4:27pm

Fri February 21, 2014
The Two-Way

Forget The Local Cold: Worldwide, It Was Another Hot January

Originally published on Fri February 21, 2014 5:07 pm

January will go down in the weather history books as the fourth-warmest on record.

That's right.

No matter how brutal the winter was in North America, especially the Eastern half, it was balanced by warm temperatures elsewhere on the planet.

The National Oceanic and Atmospheric Administration's National Climate Data Center says that last month marks the 38th consecutive January and the 347th consecutive month (almost 29 years) that global temperatures have been above the average for the 20th century.

The last time the average temperature was below-average in January was in 1976 and the last time there was a below-average month was February 1985. Record keeping goes back to 1880.

NOAA says the combined global land and ocean surfaces for last month was 54.8°F (12.7°C), or 1.17°F (0.65°C) above the 20th century January average of 53.6°F (12.0°C):

"Most areas of the world experienced warmer-than-average monthly temperatures, with the most notable warmth across Alaska, western Canada, southern Greenland, south-central Russia, Mongolia, and northern China. Parts of southeastern Brazil and central and southern Africa experienced record warmth, contributing to the warmest January Southern Hemisphere land temperature departure on record at 2.03°F (1.13°C) above the 20th century average. Temperature departures were below the long-term average across the eastern half of the contiguous U.S, Mexico, and much of Russia. However, no regions of the globe were record cold."

The Weather Channel asks "in a warming world, how can it be so bitterly cold?"
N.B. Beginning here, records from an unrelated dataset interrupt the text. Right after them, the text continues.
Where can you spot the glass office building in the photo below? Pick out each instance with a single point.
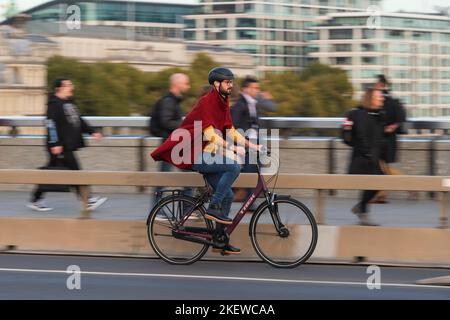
(145, 20)
(277, 34)
(413, 50)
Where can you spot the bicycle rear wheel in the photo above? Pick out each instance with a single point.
(296, 241)
(162, 221)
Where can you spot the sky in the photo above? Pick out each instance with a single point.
(389, 5)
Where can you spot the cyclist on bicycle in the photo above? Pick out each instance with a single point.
(217, 158)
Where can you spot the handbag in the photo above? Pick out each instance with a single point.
(55, 187)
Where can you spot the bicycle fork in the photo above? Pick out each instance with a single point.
(275, 215)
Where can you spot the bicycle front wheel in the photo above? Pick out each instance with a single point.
(296, 238)
(162, 221)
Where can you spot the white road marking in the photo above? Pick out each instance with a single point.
(203, 277)
(446, 183)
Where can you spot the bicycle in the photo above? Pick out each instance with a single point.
(185, 241)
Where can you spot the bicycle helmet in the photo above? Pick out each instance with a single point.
(220, 74)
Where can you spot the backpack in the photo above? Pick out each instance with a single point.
(347, 129)
(155, 127)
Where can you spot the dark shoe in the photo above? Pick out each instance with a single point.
(378, 200)
(214, 213)
(365, 220)
(228, 249)
(252, 208)
(357, 209)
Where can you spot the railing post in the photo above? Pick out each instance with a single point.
(444, 208)
(84, 194)
(319, 207)
(432, 162)
(142, 162)
(332, 161)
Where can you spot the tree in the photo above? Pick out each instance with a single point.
(107, 89)
(319, 90)
(11, 9)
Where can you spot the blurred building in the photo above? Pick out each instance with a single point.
(147, 36)
(413, 50)
(23, 76)
(276, 33)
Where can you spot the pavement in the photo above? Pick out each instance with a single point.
(422, 213)
(47, 277)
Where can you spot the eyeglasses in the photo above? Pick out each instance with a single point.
(228, 82)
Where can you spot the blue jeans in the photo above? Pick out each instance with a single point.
(167, 167)
(221, 177)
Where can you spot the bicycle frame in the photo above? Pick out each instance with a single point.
(189, 232)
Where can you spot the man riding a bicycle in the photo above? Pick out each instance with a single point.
(218, 157)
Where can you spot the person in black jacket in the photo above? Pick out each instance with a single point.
(394, 115)
(363, 129)
(166, 115)
(245, 114)
(64, 136)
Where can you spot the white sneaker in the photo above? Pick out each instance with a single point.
(95, 202)
(39, 206)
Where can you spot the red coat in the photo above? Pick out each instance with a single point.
(186, 142)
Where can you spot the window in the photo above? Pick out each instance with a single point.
(190, 35)
(274, 50)
(422, 36)
(342, 47)
(274, 61)
(271, 24)
(426, 74)
(400, 61)
(369, 34)
(189, 23)
(246, 23)
(246, 34)
(343, 61)
(400, 47)
(445, 37)
(223, 8)
(395, 34)
(369, 73)
(368, 47)
(270, 35)
(400, 74)
(341, 34)
(369, 60)
(249, 48)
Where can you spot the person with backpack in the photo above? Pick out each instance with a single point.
(394, 116)
(363, 130)
(65, 129)
(166, 115)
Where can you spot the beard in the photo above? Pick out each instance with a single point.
(224, 92)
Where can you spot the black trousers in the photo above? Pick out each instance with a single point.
(66, 159)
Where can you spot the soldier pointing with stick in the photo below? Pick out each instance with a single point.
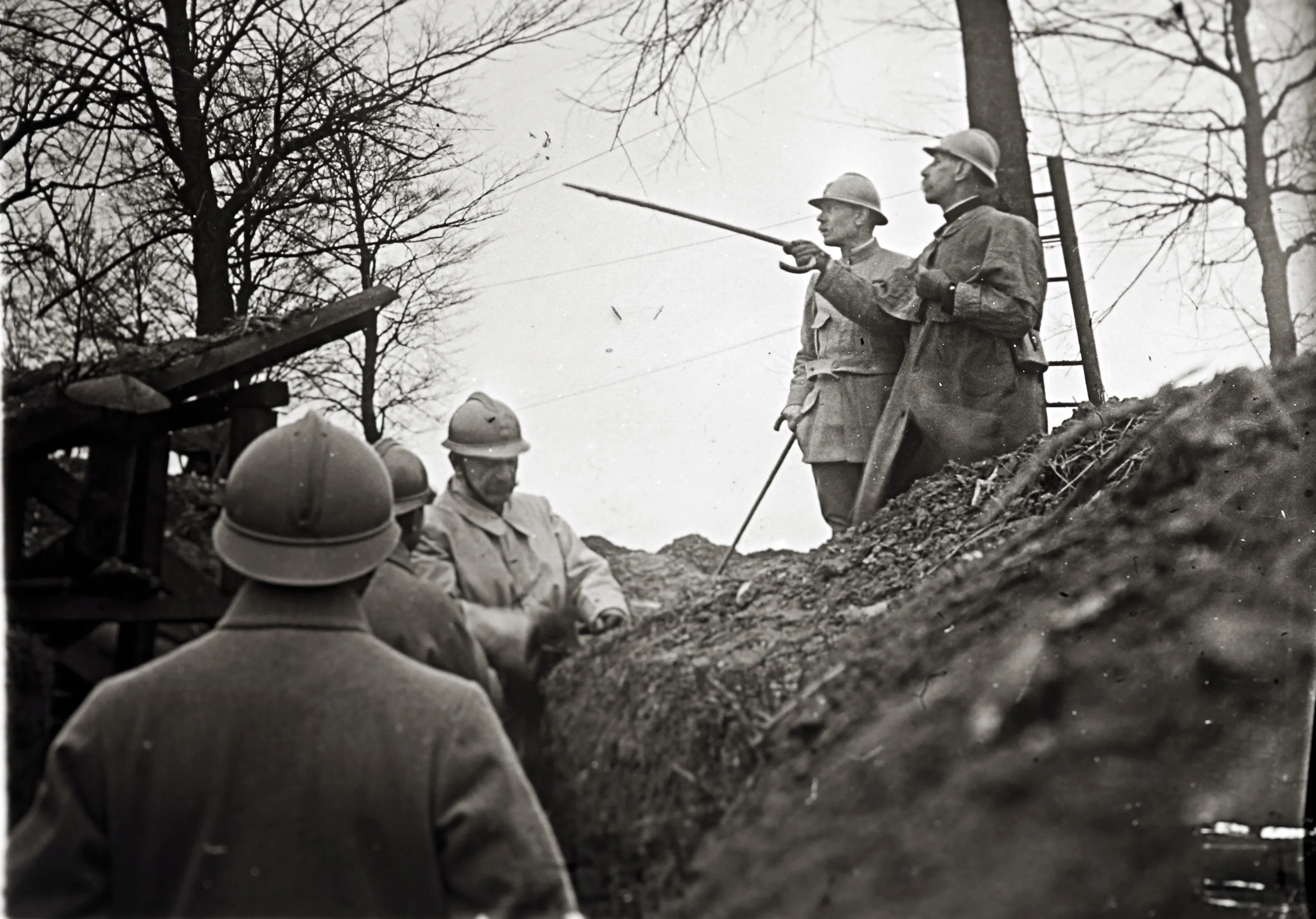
(844, 371)
(970, 386)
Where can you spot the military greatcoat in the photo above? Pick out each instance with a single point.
(286, 764)
(844, 371)
(966, 398)
(420, 620)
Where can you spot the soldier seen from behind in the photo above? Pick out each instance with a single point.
(523, 576)
(844, 371)
(406, 612)
(289, 763)
(974, 361)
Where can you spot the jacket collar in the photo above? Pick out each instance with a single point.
(268, 606)
(469, 506)
(401, 556)
(960, 215)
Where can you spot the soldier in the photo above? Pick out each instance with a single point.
(974, 362)
(519, 571)
(844, 371)
(406, 612)
(289, 763)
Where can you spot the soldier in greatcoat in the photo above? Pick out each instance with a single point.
(844, 371)
(976, 292)
(523, 576)
(407, 612)
(289, 763)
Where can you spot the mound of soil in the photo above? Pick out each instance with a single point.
(1097, 698)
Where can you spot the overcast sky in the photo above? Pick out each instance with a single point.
(660, 423)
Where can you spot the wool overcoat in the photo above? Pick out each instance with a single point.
(844, 371)
(420, 620)
(965, 395)
(286, 764)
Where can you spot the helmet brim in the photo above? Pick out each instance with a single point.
(973, 161)
(411, 502)
(489, 450)
(857, 203)
(303, 566)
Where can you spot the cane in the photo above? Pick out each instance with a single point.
(757, 501)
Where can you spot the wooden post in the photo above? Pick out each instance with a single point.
(994, 104)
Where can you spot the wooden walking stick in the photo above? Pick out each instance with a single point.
(757, 501)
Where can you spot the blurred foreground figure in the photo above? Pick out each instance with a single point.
(406, 612)
(844, 371)
(289, 763)
(520, 572)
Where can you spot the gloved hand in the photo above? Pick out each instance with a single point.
(803, 252)
(933, 285)
(608, 620)
(791, 415)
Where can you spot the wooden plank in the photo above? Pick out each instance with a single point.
(53, 487)
(256, 353)
(212, 410)
(46, 419)
(70, 606)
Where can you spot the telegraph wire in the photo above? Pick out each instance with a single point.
(660, 370)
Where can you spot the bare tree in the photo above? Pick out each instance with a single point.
(395, 207)
(1205, 121)
(222, 111)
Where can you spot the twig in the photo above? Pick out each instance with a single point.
(737, 708)
(1055, 445)
(837, 670)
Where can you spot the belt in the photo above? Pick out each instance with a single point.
(844, 365)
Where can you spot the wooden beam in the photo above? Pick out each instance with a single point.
(46, 419)
(247, 356)
(53, 487)
(211, 410)
(72, 606)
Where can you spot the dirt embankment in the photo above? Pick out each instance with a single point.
(933, 717)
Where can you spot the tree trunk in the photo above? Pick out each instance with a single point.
(1259, 214)
(993, 91)
(211, 227)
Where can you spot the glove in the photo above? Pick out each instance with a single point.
(608, 620)
(805, 252)
(791, 416)
(936, 286)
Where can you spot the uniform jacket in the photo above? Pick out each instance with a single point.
(844, 371)
(965, 395)
(286, 764)
(420, 620)
(512, 560)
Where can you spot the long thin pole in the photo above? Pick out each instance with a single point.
(757, 501)
(1077, 286)
(720, 225)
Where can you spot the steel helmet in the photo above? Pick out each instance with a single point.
(852, 189)
(307, 505)
(486, 428)
(411, 480)
(976, 148)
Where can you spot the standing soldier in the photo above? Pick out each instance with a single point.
(520, 572)
(289, 763)
(974, 367)
(407, 612)
(844, 371)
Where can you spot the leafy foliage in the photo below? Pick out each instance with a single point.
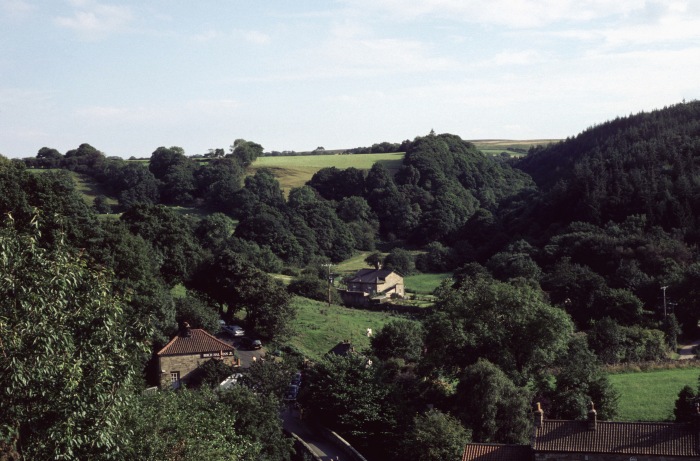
(69, 354)
(190, 425)
(436, 436)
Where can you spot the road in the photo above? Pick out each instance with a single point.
(246, 356)
(325, 450)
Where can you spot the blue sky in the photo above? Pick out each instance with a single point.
(130, 76)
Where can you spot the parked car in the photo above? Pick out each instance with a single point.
(250, 343)
(233, 330)
(291, 393)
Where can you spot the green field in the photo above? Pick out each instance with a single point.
(424, 283)
(319, 328)
(295, 171)
(651, 395)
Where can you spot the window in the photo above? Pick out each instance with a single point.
(175, 379)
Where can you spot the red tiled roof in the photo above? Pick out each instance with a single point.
(370, 275)
(198, 342)
(659, 439)
(496, 452)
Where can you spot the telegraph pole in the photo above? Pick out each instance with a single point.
(330, 281)
(664, 290)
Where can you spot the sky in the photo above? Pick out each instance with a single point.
(129, 76)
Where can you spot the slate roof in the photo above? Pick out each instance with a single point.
(496, 452)
(198, 342)
(370, 275)
(629, 438)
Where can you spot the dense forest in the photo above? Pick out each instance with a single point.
(579, 254)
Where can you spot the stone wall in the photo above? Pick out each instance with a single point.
(185, 365)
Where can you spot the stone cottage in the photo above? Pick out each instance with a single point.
(187, 351)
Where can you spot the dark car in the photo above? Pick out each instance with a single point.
(249, 343)
(291, 393)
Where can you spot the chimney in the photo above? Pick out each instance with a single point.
(592, 418)
(539, 415)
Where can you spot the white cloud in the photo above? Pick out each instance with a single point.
(256, 37)
(16, 8)
(96, 19)
(512, 13)
(168, 114)
(510, 58)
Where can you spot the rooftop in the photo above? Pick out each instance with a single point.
(633, 438)
(496, 452)
(370, 275)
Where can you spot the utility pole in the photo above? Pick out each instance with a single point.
(664, 290)
(330, 281)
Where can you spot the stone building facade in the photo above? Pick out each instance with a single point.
(369, 286)
(181, 357)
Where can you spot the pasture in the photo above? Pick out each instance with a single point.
(424, 283)
(318, 328)
(651, 395)
(295, 171)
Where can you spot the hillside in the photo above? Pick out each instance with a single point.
(642, 164)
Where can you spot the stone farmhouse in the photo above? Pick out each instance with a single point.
(179, 359)
(594, 440)
(372, 286)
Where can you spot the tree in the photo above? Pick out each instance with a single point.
(684, 410)
(134, 184)
(230, 280)
(579, 380)
(211, 373)
(343, 393)
(68, 357)
(172, 237)
(269, 377)
(435, 436)
(257, 420)
(494, 408)
(312, 287)
(185, 425)
(509, 324)
(374, 259)
(197, 313)
(401, 261)
(399, 339)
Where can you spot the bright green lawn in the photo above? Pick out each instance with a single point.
(424, 283)
(295, 171)
(651, 395)
(319, 328)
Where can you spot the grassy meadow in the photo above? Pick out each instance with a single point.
(651, 395)
(295, 171)
(318, 327)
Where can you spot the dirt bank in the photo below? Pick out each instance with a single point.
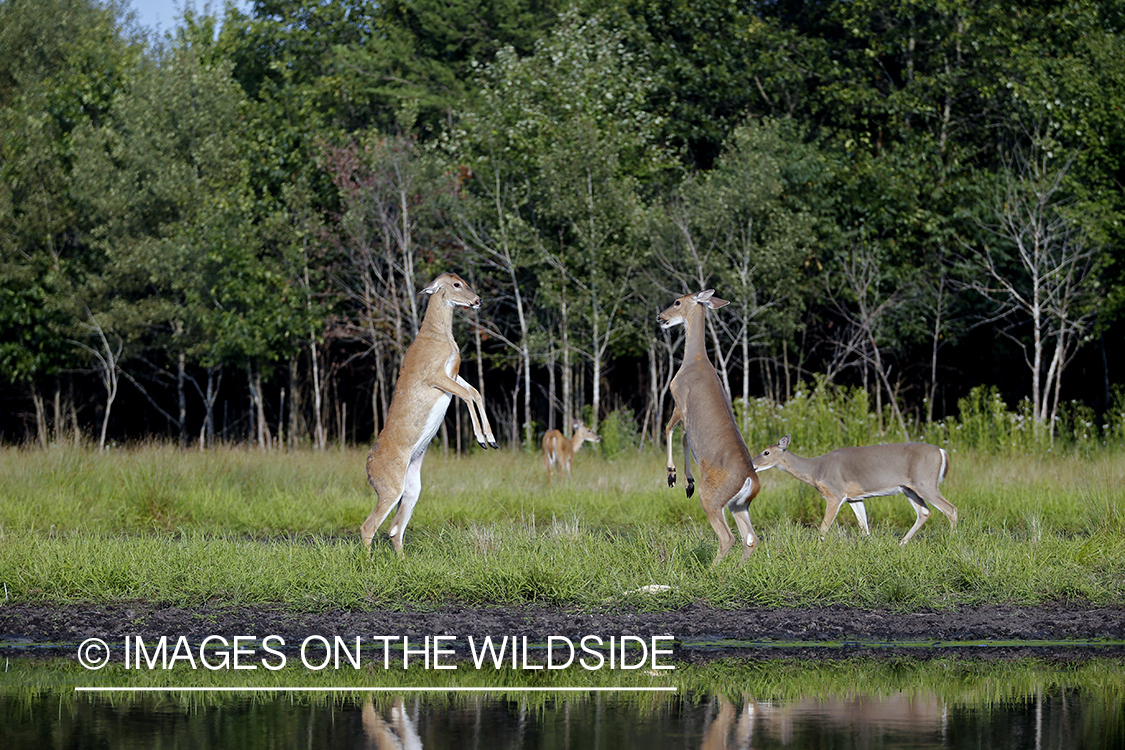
(700, 630)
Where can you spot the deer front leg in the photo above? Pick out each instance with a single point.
(479, 401)
(861, 516)
(687, 466)
(471, 397)
(676, 417)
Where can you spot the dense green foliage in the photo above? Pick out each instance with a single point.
(219, 235)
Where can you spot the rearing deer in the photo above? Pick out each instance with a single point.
(852, 475)
(428, 380)
(558, 449)
(727, 476)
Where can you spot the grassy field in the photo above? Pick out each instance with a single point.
(235, 526)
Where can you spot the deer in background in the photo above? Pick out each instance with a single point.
(853, 475)
(727, 476)
(558, 449)
(428, 380)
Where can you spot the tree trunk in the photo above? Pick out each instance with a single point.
(181, 398)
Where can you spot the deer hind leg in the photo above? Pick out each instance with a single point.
(861, 515)
(834, 507)
(938, 500)
(739, 508)
(713, 498)
(548, 459)
(921, 513)
(389, 495)
(412, 487)
(687, 467)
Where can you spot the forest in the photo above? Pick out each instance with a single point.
(219, 236)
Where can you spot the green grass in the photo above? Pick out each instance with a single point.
(235, 526)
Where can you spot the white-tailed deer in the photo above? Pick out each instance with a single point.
(852, 475)
(559, 449)
(727, 476)
(428, 380)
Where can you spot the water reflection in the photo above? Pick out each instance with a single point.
(720, 704)
(1061, 719)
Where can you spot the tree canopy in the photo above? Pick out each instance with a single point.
(914, 198)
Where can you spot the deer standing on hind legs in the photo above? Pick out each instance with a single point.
(428, 380)
(727, 476)
(851, 475)
(558, 449)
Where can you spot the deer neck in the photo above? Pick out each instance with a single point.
(695, 336)
(439, 318)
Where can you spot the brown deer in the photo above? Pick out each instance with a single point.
(727, 476)
(560, 450)
(852, 475)
(428, 380)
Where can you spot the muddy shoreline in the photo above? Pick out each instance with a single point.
(701, 632)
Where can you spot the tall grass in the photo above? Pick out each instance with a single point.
(235, 526)
(825, 417)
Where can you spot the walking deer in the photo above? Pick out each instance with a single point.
(852, 475)
(727, 476)
(560, 450)
(428, 380)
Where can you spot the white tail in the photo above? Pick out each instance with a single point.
(426, 382)
(560, 450)
(852, 475)
(727, 477)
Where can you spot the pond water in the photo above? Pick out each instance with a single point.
(725, 704)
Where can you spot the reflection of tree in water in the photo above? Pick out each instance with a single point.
(869, 721)
(397, 732)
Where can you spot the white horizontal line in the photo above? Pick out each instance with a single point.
(376, 689)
"Deke Arndt, a scientist at the National Climatic Data Center explains, 'We see more evidence that we will continue to have cold air outbreaks as the climate continues to warm. Cold air outbreaks, like the type we saw in January, over time, have become statistically more uncommon.'"

"Even though it was generally colder than average east of the Continental Divide and in parts of Siberia, it was warmer than average elsewhere."

"Take Alaska for example. The Last Frontier is normally frigid this time of year, but looking at the map it's clear that temperatures were well above average for January."

"January's average monthly high temperature for Fairbanks, Alaska is 1.1°F. But the average January high temperature in Fairbanks this year was nearly 15 [degrees] higher than normal, at 16.4°F. At one point, the afternoon high temperature in Fairbanks hit 45°F, which was a tie for its sixth warmest January day on record."